A team conducted benchmarks on a workstation equipped with two NVIDIA RTX PRO 6000 Max-Q cards (192GB VRAM total) and 1.15TB of DDR5 RAM, aiming to evaluate performance in multi-user scenarios and with large contexts.

Hardware Configuration

  • 2x NVIDIA RTX PRO 6000 Max-Q (192GB VRAM total)
  • AMD EPYC 9645 96-core/192-thread
  • 12x DDR5 ECC RDIMM 96GB 5600 Mt/s (1152GB total)

Models Tested

  • MiniMax-M2.1 (Native FP8)
  • MiniMax-M2.1-BF16-INT4-AWQ (INT4 quantized)

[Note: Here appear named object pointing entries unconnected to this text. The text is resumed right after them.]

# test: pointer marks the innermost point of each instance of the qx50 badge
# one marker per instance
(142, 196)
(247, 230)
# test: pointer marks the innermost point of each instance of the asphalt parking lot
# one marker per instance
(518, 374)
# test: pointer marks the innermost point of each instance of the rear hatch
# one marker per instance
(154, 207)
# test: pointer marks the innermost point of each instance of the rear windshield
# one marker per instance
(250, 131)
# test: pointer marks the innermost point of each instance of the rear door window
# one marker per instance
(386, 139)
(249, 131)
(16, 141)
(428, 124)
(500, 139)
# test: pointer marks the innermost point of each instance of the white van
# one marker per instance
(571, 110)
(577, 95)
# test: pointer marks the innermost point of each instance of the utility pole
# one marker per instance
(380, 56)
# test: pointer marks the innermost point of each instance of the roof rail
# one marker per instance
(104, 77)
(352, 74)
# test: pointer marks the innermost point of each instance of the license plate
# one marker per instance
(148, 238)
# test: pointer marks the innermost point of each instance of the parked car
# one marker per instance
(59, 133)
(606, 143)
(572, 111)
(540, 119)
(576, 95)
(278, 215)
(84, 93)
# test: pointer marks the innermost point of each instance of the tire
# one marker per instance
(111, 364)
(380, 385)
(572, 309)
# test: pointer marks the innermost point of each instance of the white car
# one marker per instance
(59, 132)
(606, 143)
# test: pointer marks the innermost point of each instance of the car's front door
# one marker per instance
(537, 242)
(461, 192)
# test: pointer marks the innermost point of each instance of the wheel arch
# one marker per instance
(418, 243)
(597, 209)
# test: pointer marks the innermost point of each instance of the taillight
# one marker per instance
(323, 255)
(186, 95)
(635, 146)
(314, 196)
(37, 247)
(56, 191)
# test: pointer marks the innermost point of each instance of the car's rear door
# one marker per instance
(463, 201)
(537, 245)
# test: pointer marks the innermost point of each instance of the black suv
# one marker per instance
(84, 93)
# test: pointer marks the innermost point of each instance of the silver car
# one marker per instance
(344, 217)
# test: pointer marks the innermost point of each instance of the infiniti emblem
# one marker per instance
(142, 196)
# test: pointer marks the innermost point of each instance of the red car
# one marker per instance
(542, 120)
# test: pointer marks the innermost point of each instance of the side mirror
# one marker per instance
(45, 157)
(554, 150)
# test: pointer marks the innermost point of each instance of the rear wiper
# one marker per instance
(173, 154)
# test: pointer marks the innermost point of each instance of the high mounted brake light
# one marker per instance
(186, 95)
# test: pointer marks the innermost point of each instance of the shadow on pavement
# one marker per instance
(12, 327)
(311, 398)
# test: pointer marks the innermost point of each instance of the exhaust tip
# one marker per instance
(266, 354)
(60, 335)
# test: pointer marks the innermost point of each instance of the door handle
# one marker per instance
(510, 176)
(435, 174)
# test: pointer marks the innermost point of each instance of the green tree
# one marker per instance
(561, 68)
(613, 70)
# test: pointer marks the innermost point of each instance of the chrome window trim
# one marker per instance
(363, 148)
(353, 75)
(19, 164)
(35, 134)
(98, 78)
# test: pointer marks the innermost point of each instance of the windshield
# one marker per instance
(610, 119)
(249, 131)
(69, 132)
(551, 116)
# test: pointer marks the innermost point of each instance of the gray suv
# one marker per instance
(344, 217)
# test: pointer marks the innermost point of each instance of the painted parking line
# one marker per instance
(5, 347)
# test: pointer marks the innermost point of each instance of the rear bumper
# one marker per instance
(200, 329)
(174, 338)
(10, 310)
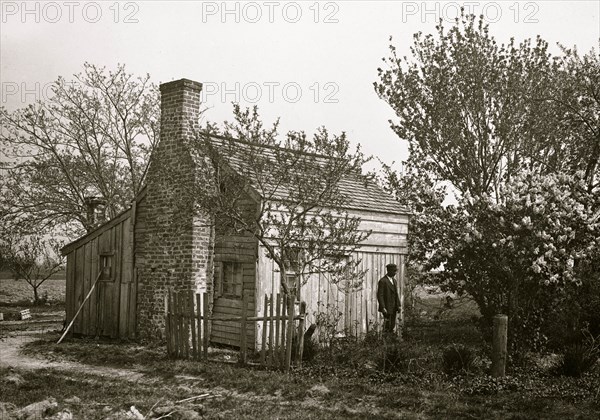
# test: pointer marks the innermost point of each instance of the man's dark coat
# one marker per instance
(387, 296)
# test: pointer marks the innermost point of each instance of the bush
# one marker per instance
(579, 358)
(395, 356)
(457, 359)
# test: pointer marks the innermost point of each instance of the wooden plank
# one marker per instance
(79, 284)
(199, 324)
(123, 309)
(87, 284)
(271, 330)
(205, 313)
(70, 287)
(277, 325)
(132, 315)
(226, 311)
(243, 331)
(192, 321)
(116, 289)
(301, 332)
(167, 325)
(263, 350)
(186, 324)
(173, 315)
(282, 340)
(290, 325)
(93, 318)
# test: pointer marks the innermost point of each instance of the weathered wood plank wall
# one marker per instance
(386, 244)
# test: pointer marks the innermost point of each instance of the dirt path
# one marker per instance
(11, 356)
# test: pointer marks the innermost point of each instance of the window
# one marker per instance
(231, 277)
(293, 284)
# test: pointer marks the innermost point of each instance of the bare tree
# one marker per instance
(91, 138)
(32, 259)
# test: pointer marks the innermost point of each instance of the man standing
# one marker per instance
(388, 299)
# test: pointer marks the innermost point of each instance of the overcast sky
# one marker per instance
(310, 63)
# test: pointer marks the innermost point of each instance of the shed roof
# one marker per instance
(361, 193)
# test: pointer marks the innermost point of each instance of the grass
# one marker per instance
(345, 383)
(19, 293)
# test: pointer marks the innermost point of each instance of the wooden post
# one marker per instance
(199, 324)
(499, 345)
(193, 324)
(271, 331)
(263, 350)
(178, 309)
(205, 321)
(172, 325)
(282, 340)
(167, 324)
(290, 333)
(176, 328)
(243, 346)
(301, 332)
(277, 322)
(186, 329)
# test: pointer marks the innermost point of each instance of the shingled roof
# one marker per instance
(360, 192)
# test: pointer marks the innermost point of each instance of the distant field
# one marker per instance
(7, 275)
(13, 291)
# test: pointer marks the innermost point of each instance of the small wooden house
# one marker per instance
(140, 254)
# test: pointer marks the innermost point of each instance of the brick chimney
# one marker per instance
(178, 245)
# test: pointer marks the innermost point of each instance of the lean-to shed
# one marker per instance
(142, 253)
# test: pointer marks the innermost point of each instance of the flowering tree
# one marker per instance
(515, 131)
(526, 255)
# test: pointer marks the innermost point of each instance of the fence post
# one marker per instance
(193, 324)
(167, 326)
(301, 332)
(243, 329)
(271, 331)
(290, 331)
(199, 325)
(186, 329)
(263, 351)
(499, 345)
(205, 321)
(177, 328)
(277, 323)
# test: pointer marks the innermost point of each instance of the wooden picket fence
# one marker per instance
(188, 323)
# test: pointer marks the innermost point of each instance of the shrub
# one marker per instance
(457, 359)
(579, 358)
(395, 356)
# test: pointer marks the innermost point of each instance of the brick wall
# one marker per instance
(178, 248)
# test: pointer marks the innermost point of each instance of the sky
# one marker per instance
(309, 63)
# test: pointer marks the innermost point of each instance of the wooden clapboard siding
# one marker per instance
(238, 248)
(110, 310)
(385, 245)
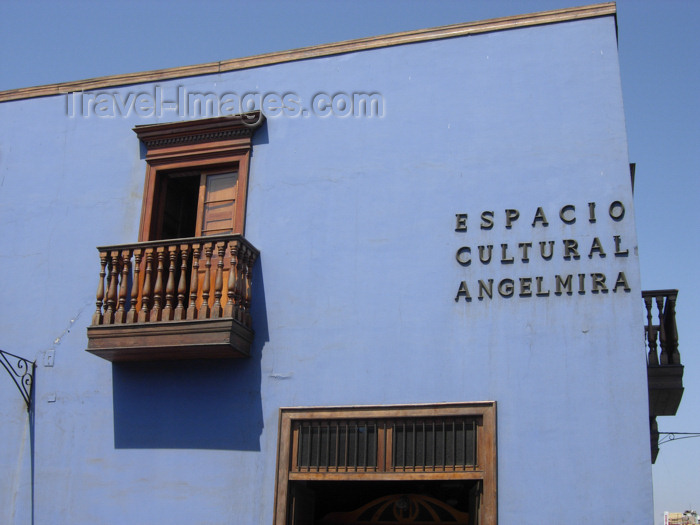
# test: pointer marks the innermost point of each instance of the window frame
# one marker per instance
(223, 143)
(485, 470)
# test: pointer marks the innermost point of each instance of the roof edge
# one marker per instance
(321, 50)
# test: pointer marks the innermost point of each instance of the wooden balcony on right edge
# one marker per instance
(664, 368)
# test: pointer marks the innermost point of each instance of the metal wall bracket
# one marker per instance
(21, 371)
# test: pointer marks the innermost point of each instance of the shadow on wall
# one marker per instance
(200, 404)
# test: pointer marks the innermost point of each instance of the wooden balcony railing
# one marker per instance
(664, 368)
(174, 299)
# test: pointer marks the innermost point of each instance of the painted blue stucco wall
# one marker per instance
(354, 292)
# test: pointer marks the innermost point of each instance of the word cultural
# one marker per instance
(523, 252)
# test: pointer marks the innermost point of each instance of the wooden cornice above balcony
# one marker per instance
(304, 53)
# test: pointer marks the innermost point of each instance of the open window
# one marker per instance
(196, 177)
(425, 464)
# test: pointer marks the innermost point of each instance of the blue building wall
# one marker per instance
(354, 298)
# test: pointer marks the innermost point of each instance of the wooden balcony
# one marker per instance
(664, 368)
(174, 299)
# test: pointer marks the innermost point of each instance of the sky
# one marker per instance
(44, 42)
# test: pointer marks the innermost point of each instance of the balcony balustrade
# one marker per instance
(174, 299)
(664, 368)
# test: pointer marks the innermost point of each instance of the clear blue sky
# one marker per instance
(44, 42)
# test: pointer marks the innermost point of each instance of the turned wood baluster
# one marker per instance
(131, 315)
(180, 311)
(146, 295)
(219, 280)
(204, 309)
(231, 309)
(97, 316)
(651, 333)
(194, 283)
(157, 309)
(170, 286)
(239, 291)
(663, 356)
(112, 289)
(120, 316)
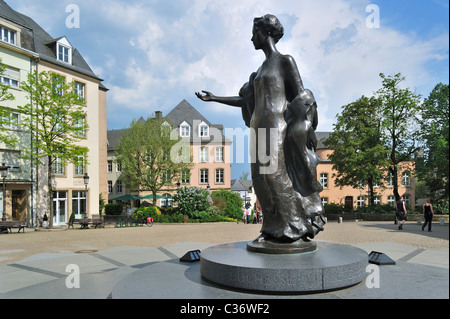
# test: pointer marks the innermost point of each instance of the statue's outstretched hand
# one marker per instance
(207, 97)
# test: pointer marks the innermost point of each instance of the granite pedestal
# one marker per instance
(329, 267)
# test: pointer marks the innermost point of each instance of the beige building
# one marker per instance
(209, 148)
(356, 197)
(59, 56)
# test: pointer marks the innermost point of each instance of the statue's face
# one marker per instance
(258, 38)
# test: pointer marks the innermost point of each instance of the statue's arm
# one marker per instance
(292, 79)
(228, 100)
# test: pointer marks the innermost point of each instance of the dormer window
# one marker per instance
(64, 50)
(63, 53)
(203, 130)
(185, 129)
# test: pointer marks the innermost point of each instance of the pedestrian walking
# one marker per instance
(401, 212)
(427, 214)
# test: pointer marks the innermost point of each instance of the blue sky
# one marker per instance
(153, 54)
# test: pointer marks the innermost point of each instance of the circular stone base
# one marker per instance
(273, 247)
(331, 266)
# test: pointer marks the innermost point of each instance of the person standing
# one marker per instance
(401, 212)
(427, 214)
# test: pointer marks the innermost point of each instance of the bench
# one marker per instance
(12, 224)
(85, 222)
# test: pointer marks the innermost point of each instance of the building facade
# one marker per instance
(209, 149)
(28, 48)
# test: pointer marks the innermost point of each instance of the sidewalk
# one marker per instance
(144, 262)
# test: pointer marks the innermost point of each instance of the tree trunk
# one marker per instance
(50, 192)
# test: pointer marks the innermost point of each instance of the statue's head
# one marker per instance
(270, 26)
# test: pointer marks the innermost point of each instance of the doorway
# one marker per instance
(59, 208)
(19, 205)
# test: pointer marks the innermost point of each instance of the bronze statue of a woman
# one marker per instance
(282, 115)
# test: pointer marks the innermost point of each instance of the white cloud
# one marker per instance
(152, 54)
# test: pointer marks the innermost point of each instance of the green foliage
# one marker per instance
(228, 203)
(399, 112)
(433, 166)
(113, 209)
(193, 201)
(52, 116)
(148, 153)
(358, 151)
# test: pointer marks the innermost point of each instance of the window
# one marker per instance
(10, 120)
(8, 35)
(390, 180)
(63, 53)
(203, 130)
(79, 90)
(119, 187)
(185, 130)
(185, 176)
(57, 83)
(204, 154)
(324, 180)
(361, 201)
(11, 77)
(406, 179)
(79, 169)
(79, 202)
(377, 200)
(220, 176)
(204, 176)
(79, 125)
(58, 167)
(219, 154)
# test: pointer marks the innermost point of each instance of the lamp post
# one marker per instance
(86, 182)
(4, 172)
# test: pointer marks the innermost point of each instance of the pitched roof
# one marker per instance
(39, 41)
(184, 111)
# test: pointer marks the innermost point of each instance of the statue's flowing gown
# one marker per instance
(284, 163)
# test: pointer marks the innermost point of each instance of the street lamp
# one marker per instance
(4, 172)
(86, 181)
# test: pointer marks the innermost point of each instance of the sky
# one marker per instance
(153, 54)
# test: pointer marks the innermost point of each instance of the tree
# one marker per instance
(359, 155)
(399, 110)
(145, 152)
(57, 121)
(5, 95)
(433, 166)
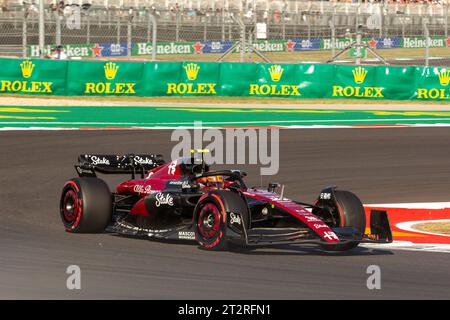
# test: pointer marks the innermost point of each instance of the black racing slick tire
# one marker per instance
(210, 218)
(351, 214)
(86, 205)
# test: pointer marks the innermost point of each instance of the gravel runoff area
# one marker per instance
(13, 100)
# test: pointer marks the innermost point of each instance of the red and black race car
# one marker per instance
(185, 200)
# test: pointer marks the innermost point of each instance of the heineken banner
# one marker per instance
(220, 47)
(84, 78)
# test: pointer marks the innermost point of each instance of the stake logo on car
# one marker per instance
(162, 198)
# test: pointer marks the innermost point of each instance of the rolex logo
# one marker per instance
(276, 71)
(110, 70)
(444, 77)
(359, 74)
(27, 68)
(192, 70)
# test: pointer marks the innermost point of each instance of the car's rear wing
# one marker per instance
(89, 164)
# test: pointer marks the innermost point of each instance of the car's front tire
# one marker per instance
(350, 214)
(85, 205)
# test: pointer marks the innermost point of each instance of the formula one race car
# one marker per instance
(185, 200)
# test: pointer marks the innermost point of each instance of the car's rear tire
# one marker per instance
(85, 205)
(351, 214)
(210, 218)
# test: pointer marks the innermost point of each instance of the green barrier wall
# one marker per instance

The analysis compared two approaches: FP8 precision with CPU offloading and INT4 quantized weights running entirely on VRAM. The goal was to determine if a single workstation could serve a team of 4-50 people or manage multiple agents simultaneously.

Results

Results indicate that the INT4 quantized model, running exclusively on GPU, offers superior performance compared to the FP8 model that utilizes both CPU and GPU. However, INT4 is limited to approximately 3 concurrent requests due to KV-cache constraints. FP8, on the other hand, scales better with large contexts, although it remains slower in end-to-end processing.